There’s nothing speculative here. The points are illustrated with verbatim references from the perpetrators’ own internal emails. And yet the authors had one hell of a time getting it published [also well referenced in their background notes with  emails from journal editors].

Like the Paxil Study 329 article, the list of contributors stretches well beyond the listed authors – the subjects in the studies, the kids prescribed the medication, the litigation that released these documents, the library that archived them, etc. But major credit goes to these authors who spent countless hours doing tedious, unfunded research, wrote the paper, then persisted until they found a journal that would accept the article as it should’ve been written. And while we’re at it, the International Journal of Risk & Safety in Medicine deserves credit for rising to the occasion – both by publishing it and for making it Open Access.
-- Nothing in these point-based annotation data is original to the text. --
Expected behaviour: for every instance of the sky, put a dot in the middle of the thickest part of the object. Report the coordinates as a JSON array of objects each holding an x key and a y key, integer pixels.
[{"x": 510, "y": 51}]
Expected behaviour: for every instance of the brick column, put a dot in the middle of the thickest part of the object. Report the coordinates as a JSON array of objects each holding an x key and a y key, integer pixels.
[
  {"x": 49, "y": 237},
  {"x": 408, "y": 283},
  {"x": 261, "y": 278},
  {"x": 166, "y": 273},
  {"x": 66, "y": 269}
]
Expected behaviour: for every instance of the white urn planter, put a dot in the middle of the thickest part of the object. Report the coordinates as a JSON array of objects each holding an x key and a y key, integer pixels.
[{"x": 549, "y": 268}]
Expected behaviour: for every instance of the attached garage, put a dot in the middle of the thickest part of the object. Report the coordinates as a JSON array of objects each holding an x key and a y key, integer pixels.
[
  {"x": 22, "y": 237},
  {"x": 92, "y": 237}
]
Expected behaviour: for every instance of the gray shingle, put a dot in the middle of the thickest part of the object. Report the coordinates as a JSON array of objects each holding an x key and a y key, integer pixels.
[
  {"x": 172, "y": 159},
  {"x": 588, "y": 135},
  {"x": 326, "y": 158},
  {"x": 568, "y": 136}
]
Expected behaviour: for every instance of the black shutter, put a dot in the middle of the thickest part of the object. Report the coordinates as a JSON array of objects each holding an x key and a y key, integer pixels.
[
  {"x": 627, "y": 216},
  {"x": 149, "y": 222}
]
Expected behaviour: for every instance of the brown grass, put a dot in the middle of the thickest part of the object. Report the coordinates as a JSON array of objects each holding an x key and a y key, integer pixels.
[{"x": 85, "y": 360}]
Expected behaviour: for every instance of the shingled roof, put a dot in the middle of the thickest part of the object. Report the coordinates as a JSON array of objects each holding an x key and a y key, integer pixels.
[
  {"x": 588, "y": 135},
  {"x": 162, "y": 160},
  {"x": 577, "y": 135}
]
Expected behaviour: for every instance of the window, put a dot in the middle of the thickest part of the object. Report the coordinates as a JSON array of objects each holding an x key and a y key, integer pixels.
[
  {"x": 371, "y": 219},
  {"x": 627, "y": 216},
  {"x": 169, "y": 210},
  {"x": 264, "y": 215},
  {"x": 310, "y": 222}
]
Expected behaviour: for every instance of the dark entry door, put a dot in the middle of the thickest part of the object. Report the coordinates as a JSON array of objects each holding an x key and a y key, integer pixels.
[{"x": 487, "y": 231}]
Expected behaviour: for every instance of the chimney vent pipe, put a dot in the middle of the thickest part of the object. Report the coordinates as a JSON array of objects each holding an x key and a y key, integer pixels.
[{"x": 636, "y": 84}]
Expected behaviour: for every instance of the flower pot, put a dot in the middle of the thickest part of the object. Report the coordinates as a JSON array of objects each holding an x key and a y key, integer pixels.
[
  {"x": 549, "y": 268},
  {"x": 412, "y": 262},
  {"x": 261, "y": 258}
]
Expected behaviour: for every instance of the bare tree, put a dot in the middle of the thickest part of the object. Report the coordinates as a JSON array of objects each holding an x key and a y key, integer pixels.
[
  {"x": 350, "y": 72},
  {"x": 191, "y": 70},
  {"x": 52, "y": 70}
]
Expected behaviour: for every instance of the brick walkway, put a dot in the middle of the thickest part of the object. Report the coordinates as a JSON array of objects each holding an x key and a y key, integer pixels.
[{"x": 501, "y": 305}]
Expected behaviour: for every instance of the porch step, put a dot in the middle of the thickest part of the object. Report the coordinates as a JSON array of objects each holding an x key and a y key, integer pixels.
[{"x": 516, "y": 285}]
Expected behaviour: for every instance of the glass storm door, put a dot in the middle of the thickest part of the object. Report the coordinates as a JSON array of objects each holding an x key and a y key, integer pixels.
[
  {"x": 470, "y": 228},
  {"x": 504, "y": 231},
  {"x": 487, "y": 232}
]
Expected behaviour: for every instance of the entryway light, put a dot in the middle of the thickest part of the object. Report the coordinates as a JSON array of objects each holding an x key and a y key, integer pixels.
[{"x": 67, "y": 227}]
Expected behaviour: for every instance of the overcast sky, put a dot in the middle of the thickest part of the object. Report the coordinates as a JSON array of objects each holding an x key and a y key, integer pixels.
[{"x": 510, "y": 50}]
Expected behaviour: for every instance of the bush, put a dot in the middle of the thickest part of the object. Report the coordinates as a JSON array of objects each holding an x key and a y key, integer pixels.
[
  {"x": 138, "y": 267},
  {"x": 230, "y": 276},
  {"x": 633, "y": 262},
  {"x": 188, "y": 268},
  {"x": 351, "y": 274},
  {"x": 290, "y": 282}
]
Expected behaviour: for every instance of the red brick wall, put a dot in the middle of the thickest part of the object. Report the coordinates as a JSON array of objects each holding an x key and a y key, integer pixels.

I think it’s now our job to insure that all this dedicated work is rewarded with a wide readership, one that helps us move closer to putting this tawdry era behind us…
  1.  
    Edmund C. Levin, M.D.
    May 14, 2016 | 2:55 PM
     

    Dear Mickey,
    BRAVO to Jureidini, Amsterdam and McHenry for their excellent analysis of the 2004 paper by Wagner et al, which touted citalopram neither wisely nor well. And, similarly, bravo to you–both for your critique of their paper and for your seeing that it got as much circulation as possible.
    Yours, ed

  2.  
    WDM
    May 15, 2016 | 1:48 AM
     

    Wagner nth-authored a study of (arguably manipulable) patient-level predictors of success in SSRI trials using young subjects

    “Attributional Style, Hope, and Initial Response to Selective Serotonin Reuptake Inhibitors Youth Psychiatric Inpatients” (2005)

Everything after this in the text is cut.